What this would have caught

Counterfactuals:

  • Self-development engine (#2402): orphan since April. v1 audit mode would have logged it within a week. v2 would have penalized fitness for 6 weeks. v3 would have gated PRs. Even just v1 in slack-channel form would have surfaced the issue.
  • Old test-analyzer module (#2378): deprecated, eventually removed. v1 would have flagged it as unused before deprecation, accelerating removal.
  • tech_lead rename (#2380): not an orphan case — alive but renamed. Out of scope.

Implementation cost

  • Add knip as a dev dependency (~500KB).
  • New script: scripts/check-orphans.ts (~150 LOC, wraps knip --reporter json, applies allowlist, formats output).
  • Allowlist: docs/ops/orphan-allowlist.json (initial set above).
  • New CI job: weekly cron + PR-on-src/ touch. Audit mode for v1 means “log to issue or check output, no enforcement.”
  • Unit test for allowlist filter logic (cheap).
  • New improvement_review detector (detectOrphanModules): consumes knip output, emits signals like the existing detectors.

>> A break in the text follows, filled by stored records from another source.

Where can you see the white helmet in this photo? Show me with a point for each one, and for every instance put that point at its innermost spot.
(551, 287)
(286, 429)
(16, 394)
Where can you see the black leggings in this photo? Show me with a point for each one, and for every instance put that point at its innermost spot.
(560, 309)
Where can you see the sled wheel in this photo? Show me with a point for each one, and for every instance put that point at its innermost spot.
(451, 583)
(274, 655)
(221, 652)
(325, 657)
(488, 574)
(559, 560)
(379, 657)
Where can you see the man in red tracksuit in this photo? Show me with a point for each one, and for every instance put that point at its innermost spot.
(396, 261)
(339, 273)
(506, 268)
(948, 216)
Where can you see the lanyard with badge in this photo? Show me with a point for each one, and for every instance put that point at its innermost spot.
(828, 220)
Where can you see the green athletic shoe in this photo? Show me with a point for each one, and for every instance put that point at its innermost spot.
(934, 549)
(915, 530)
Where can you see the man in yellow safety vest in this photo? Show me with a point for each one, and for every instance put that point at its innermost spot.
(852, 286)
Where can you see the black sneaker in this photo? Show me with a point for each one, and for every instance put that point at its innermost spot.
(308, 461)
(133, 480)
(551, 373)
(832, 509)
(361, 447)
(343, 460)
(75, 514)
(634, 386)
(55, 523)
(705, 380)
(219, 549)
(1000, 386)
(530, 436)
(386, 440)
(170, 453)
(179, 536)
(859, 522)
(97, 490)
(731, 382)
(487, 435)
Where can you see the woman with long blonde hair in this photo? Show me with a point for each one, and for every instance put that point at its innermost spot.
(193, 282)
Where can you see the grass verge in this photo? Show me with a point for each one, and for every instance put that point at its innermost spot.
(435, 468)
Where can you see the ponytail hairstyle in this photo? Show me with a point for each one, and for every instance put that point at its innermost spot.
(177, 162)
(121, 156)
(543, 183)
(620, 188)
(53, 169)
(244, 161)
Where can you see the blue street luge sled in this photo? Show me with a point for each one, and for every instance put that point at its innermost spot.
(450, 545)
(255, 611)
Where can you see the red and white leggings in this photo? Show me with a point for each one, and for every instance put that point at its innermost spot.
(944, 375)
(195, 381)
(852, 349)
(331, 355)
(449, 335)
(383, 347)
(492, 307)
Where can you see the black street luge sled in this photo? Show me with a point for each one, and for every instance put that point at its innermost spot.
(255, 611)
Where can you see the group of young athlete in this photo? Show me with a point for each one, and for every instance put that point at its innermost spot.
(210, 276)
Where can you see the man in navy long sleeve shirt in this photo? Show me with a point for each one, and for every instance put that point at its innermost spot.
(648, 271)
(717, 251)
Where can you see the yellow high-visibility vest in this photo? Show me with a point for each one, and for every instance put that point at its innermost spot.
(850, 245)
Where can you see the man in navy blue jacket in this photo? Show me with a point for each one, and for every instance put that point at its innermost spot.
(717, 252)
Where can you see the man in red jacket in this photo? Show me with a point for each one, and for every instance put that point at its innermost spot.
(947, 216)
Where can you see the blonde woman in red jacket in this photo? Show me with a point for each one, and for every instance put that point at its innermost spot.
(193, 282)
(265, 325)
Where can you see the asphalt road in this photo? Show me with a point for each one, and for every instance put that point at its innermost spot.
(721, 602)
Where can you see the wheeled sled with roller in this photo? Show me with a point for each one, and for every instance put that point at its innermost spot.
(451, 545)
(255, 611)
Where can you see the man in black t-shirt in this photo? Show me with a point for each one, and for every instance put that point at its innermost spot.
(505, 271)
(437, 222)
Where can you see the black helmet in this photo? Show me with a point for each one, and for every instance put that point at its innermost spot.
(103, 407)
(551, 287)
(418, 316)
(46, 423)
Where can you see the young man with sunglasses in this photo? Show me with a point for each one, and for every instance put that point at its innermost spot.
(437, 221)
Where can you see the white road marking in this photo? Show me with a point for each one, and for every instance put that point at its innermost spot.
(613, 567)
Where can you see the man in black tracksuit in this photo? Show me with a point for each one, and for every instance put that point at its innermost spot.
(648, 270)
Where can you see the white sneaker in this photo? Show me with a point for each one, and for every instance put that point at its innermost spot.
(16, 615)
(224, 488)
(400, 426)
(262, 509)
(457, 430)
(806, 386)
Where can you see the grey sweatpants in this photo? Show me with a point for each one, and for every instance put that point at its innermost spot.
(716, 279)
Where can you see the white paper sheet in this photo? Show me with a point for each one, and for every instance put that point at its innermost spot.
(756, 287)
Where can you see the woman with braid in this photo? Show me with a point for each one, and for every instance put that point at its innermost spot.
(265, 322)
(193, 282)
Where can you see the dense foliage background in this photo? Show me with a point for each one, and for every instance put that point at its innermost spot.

Estimated work: ~1 day for v1 audit mode. v2/v3 tracked separately.

Acceptance for the design (this doc)

  • Picks tooling (knip)
  • Specifies importer definition (any module, including tests)
  • Defines staleness threshold (immediate orphan signal + 14-day fitness penalty)
  • Names false-positive handling (allowlist + tag-in-source)
  • Specifies the 3-stage promotion (audit → fitness → gate)
  • Lists bootstrap allowlist patterns
  • Identifies risks and mitigations

Implementation begins in #2410 once this design lands.